Yeman Crippa is rolling into the British capital with all the subtlety of a jet engine on take‑off, and—spoiler alert—he’s determined to leave a scorch mark on the tarmac.

With the London Marathon fast approaching (Sunday, 27 April 2025), Europe’s reigning half‑marathon monarch has traded home comforts for snow‑capped climbs, sea‑spray miles, and the thin air of Kenya in a quest to carve a fresh personal best.

From Trentino’s Snowdrifts to the Algarve’s Sea Breeze

Crippa’s winter opened on a postcard: Alpine valleys near Trentino, altitude low, temperature lower, mileage high. No sooner had the snow crunched under his spikes than he decamped to Portugal’s Algarve in mid‑January, where “easy” days meant 10 km shake‑outs at 4’10″–4’20” per km and weeks floated between 150 km and 200 km. Those numbers would cause most mortals to call a taxi—but for Yeman Crippa, they were just the warm‑up.

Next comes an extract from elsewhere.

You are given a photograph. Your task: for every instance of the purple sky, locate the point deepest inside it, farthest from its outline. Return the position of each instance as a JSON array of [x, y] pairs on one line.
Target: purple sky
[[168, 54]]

A High‑Speed Dress Rehearsal in Barcelona

Despite a fussy stomach, Crippa rattled off the Barcelona Half Marathon in 59:56—only half a minute shy of his lifetime best.

His Amazfit Cheetah confirmed an eye‑popping 2’50” split pace with GPS accuracy tighter than a drum, missing just two metres per kilometre. One man’s discomfort, it turns out, is another man’s sub‑60.

Shifting Gears: Brutal Long Runs & Relentless Intervals

Back from Barcelona, the schedule morphed into a metronome of agony and artistry:

  • Long‑run surges—40 km of chess‑like pace changes, stringing together 20 km at 3’12”, bursts to 2’55”, and “recovery” kilometres that would still beat most club runners’ PBs.
  • Lactate‑laced ladders—25 km carved into shrinking blocks (6 + 5 + 4 + 3 + 3) with each slice faster than the last, dipping to 2’50”.
  • 2,000-metre repeats—six reps sliding from 3’14” to a vicious 2’54”, because why finish gently when you can finish gasping?

Mileage ballooned to 200 km per week, proving endurance is built on repetition—and a touch of masochism.

Altitude Roulette: Welcome to 2 100 m

YEMAN CRIPPA Running Schedule

March meant Kenya’s Uasin Gishu County, where Crippa needed five days to persuade his lungs the oxygen ration was non‑negotiable.

Even the “relaxed” introductory 25 km featured see‑saw kilometres toggling between sub‑3’00” heat checks and 3’20” breath‑catchers. Within a week, the two‑a‑day rhythm resumed, anchored by:

  • Wednesday interval fiestas (think 3 km × 5 at 2’54″/km with rest breaks that shrank faster than a cheap T‑shirt in a hot wash);
  • Saturday monster runs, always flirtatious with 40 km but never identical—marathon‑pace chunks, negative‑split punishments, and uphill finales designed to break the faint‑hearted.

Weekly volume steadied at 180–190 km before taper time, the Kenyan red dirt now part of his bloodstream.

Tech on the Wrist, Old‑School Grit in the Legs

YEMAN CRIPPA Distance and Pace Numbers

Throughout, two Amazfit workhorses—the Cheetah and the rugged T‑Rex 3—served as digital sherpas, logging splits, altitude shifts, and the odd heartbeat flirtation with danger. Still, the programming stayed deliciously analogue: hurt, recover, repeat.

“- Marathon training, regardless of the athlete’s sports level, is based on the same assumptions. Strong accents are a minority, and most runs are done at a leisurely pace. However, my trainer and I try to introduce new stimuli into my training to constantly improve my performance in terms of both strength and endurance. This is a process that will ultimately help push my capabilities even further – explains Yeman Crippa and adds: – The preparation for the London Marathon was a very intense but also very motivating period. I feel ready and I am curious about what can happen on race day. I trained very well, but we know that the marathon has many adversities. I try to face it with calm and respect.”

The Final Countdown

As April’s daylight stretches over London, Crippa’s mileage eases, but the intent sharpens: Wednesday and Saturday “accents” shrink to a mere 50–60 km—hardly a holiday, yet enough to freshen those elastic fibres.

If the build‑up is any hint, the man from Trentino will toe the line primed for a time beginning 02:0X.

Should the stars align and the Tower Bridge breeze run friendly, don’t be surprised if Yeman Crippa rewrites not just his own record book but shakes up Europe’s marathon hierarchy.

One thing’s certain: the streets of London are about to witness a masterclass in calculated suffering—delivered with the grin of a man who knows exactly what he’s doing.